L’Encyclopédie/1re édition/SUZANNE sainte

SUZANNE sainte, (Géog. mod.) petite ville de France, dans le Maine, à dix lieues du Mans, au bord de la petite riviere d’Hervé ; c’étoit autrefois une place forte. Long. 17. 14. latit. 48. 9. (D. J.)

Suzanne, (Critiq. sacrée.) l’histoire intéressante de Suzanne se trouve dans le xiij. chap. de Daniel ; c’est dommage qu’il y ait lieu de douter de son authenticité ; mais l’amour de la vérité doit l’emporter sur tout.

On sait qu’une partie du livre de Daniel, savoir depuis le 4 v. du ij. chap. jusqu’à la fin du chap. vij. a été écrit originairement en langue chaldaïque. Comme le prophete y parle des affaires de Babylone, il les écrivit en chaldéen, ou langue babylonienne ; tout le reste est en hébreu. La version greque de ce livre dont les églises greques se servoient, étoit celle de Théodotion. C’est seulement dans cette version greque & dans la vulgate, que se trouve l’histoire de Suzanne, chap. i. j. & celle de l’idole Bel & du dragon, ch. xiv.

Ces deux histoires n’ont jamais été reçues dans le canon des saintes Ecritures par l’église judaïque, comme l’observe S. Jérôme. Elles ne sont point écrites ni en hébreu, ni en chaldaïque ; les hébraïsmes qu’on y remarque, prouvent tout au plus qu’elles ont été écrites en grec par un juif qui transportoit les manieres de parler de sa propre langue, dans celle dans laquelle il écrivoit, comme il arrive d’ordinaire dans ces occasions.

Une preuve démonstrative qu’elles ont été écrites originairement en grec par quelque juif helléniste, sans avoir été tirées d’une source plus éloignée, c’est que dans l’histoire de Suzanne, Daniel dans ses réponses aux vieillards fait allusion aux noms grecs des arbres sous lesquels ces calomniateurs de la chaste Suzanne disoient qu’elle avoit commis adultere : allusions qui ne peuvent avoir lieu dans les autres langues.

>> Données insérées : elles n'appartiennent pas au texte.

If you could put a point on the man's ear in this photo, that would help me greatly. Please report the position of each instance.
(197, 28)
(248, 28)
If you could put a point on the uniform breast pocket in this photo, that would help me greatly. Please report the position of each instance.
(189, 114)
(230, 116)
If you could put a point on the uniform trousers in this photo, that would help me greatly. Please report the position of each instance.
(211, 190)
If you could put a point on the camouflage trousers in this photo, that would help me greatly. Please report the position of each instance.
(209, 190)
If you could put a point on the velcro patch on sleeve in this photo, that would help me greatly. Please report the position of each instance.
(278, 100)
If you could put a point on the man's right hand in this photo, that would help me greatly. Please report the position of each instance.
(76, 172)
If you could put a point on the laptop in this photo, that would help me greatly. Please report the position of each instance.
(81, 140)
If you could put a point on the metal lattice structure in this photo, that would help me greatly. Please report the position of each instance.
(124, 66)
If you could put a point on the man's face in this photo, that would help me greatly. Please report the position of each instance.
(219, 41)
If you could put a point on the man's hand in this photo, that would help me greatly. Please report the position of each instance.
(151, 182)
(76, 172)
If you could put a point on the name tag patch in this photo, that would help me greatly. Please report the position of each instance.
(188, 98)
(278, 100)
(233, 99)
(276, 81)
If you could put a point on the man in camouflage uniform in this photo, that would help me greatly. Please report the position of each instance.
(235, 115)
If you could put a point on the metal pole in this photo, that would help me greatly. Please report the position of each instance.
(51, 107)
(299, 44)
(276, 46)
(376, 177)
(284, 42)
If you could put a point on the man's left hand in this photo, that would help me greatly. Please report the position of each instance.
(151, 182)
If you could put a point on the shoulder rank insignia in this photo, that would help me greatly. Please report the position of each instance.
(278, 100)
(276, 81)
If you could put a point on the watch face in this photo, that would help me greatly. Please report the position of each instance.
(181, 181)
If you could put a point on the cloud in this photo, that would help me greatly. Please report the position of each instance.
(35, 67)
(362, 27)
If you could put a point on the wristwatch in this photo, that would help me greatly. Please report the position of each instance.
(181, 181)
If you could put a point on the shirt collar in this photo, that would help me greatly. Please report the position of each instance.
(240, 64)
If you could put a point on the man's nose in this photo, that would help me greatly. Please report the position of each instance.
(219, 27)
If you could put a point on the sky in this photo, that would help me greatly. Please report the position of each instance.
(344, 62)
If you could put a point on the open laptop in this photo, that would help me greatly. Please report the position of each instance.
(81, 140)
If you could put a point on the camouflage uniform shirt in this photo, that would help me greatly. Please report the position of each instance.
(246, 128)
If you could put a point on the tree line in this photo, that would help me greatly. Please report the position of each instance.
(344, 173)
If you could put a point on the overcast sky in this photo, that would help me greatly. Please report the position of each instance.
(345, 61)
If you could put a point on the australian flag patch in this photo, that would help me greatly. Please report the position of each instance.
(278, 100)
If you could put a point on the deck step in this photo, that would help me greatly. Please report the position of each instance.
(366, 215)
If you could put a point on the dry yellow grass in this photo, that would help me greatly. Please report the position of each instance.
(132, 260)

En effet, quand Daniel interroge séparément les deux anciens, l’un d’eux ayant dit qu’il avoit vu Suzanne commettre l’adultere ὑπὸ σχῖνον, c’est-à-dire sous un lentisque, Daniel lui répond par allusion à σχῖνον, l’ange de Dieu a reçu ordre, σχίσαι σε μέσον, c’est-à-dire, de te couper par le milieu ; & l’autre ayant répondu qu’il l’avoit vue ὑπὸ πρῖνον, c’est-à-dire sous un chêne verd, Daniel faisant allusion au mot πρῖνον, lui répond : l’ange du seigneur est prêt avec l’épée, πρίσαι σε μέσον, c’est-à-dire, de te couper en deux.

Après ces réflexions, il est difficile de comprendre pourquoi l’église romaine a cru devoir attribuer à cette histoire de Suzanne la même autorité qu’au reste du livre de Daniel ; car le concile des Trente le range également parmi les livres canoniques ; mais les anciens n’ont rien fait de semblable. Africanus, Eusebe & Apollinaire rejettent ces pieces non seulement comme non canoniques, mais encore comme fabuleuses. S. Jérôme n’appelle pas autrement l’histoire de Bel & du dragon ; enfin ceux qui se sont contentés de les admettre comme des instructions pour les mœurs, les ont rejettées comme parties des écritures canoniques ; en quoi ils ont été suivis par les églises protestantes qui les placent dans leurs bibles parmi les livres apocryphes, sans les reconnoitre pour canoniques. (D. J.)